住まいのバリアフリーを考える時、段差や階段について、色々考えていくことが重要になってきます。しかし、高齢になったり、体が不自由になったりした時、行動するのに困ったり、危険が伴ったりするのは、段差や階段だけではありません。例えば、収納です。高い位置から物を出し入れしたりすることがあります。踏み台を使い、大きなものや重いものを出し入れする時、姿勢が不安定になり、バランスを崩し、転落してしまうこともあります。それだけではなく、収納の奥行きが深い場合もバランスを崩しやすくなります。

私の友人が住まいを新築する時、高齢の父親が杖や手摺を使って、移動するので、できるだけ、室内を片付けておきたいと思い、適当な場所に適当な容量の収納を設けようと思いました。万が一、車椅子になったとしても、できるだけ、スムーズに移動できるように、家具も最低限にとどめたいと思いましたので、LDKにも収納を設けました。彼女の友人は、ダイニング階段下を利用して、かなりの容量の収納を設けました。しかし、奥行きが深いため、奥の物を取り出す時、かなり不安定な姿勢になってしまいます。少し重い物を中腰で取り出したり、背伸びして取り出したりすることも多いそうです。

先日、中腰で、奥に収納した花器を取り出そうとして、ぎっくり腰になってしまいました。
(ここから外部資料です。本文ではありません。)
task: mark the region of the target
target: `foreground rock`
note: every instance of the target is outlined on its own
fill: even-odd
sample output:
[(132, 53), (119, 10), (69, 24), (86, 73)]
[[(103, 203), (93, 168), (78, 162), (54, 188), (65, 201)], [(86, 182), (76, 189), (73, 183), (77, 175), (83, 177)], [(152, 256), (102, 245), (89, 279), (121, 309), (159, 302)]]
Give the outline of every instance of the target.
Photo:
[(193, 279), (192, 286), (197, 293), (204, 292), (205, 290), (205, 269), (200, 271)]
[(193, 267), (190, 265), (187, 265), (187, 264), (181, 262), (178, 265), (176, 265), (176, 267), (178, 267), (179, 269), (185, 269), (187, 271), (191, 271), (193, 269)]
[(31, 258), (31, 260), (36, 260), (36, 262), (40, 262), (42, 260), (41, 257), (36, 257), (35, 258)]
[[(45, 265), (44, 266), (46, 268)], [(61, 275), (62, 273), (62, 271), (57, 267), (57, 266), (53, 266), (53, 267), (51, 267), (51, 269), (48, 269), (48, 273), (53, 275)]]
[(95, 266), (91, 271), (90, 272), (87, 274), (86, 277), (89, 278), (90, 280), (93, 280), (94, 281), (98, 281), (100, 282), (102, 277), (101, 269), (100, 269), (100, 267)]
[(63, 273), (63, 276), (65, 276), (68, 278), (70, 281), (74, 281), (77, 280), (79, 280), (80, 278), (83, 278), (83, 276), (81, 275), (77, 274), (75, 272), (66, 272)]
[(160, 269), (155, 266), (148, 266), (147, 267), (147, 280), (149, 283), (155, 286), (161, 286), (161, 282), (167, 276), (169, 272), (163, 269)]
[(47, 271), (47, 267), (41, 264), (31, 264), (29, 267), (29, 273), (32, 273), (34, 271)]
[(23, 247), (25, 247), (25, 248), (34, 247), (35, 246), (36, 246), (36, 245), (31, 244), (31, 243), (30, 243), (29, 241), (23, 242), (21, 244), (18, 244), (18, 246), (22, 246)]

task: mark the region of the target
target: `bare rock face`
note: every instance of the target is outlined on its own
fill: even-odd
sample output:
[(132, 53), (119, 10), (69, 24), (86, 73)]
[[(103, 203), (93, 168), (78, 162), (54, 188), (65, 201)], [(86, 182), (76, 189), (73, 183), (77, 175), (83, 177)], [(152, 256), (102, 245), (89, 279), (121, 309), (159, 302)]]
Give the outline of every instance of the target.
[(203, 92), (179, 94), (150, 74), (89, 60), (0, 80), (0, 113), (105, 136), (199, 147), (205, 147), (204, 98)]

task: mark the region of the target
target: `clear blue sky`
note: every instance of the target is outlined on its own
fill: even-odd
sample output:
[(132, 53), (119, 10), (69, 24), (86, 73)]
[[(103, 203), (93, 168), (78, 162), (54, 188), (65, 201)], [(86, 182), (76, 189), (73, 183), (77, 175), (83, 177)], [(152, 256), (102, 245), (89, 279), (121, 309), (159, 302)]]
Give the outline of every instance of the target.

その話を聞いて、彼女はLDKの収納について、無理なく手が届く高さにするだけでなく、あまり奥行きを深くしませんでした。収納しているものがすぐ見つかり、無理なく、出し入れすることができます。住まいの中を片付けるのに、収納が必要ですが、単に収納量を増やすだけでなく、まず、必要なものを見直したうえで、分かりやすく、取り出しやすい収納が求められていきます。特に、高齢者や体が不自由な場合は、それぞれの収納をよく考えないと、死蔵したり、収納できなくなったりします。
それだけでなく、怪我を誘発してしまいます。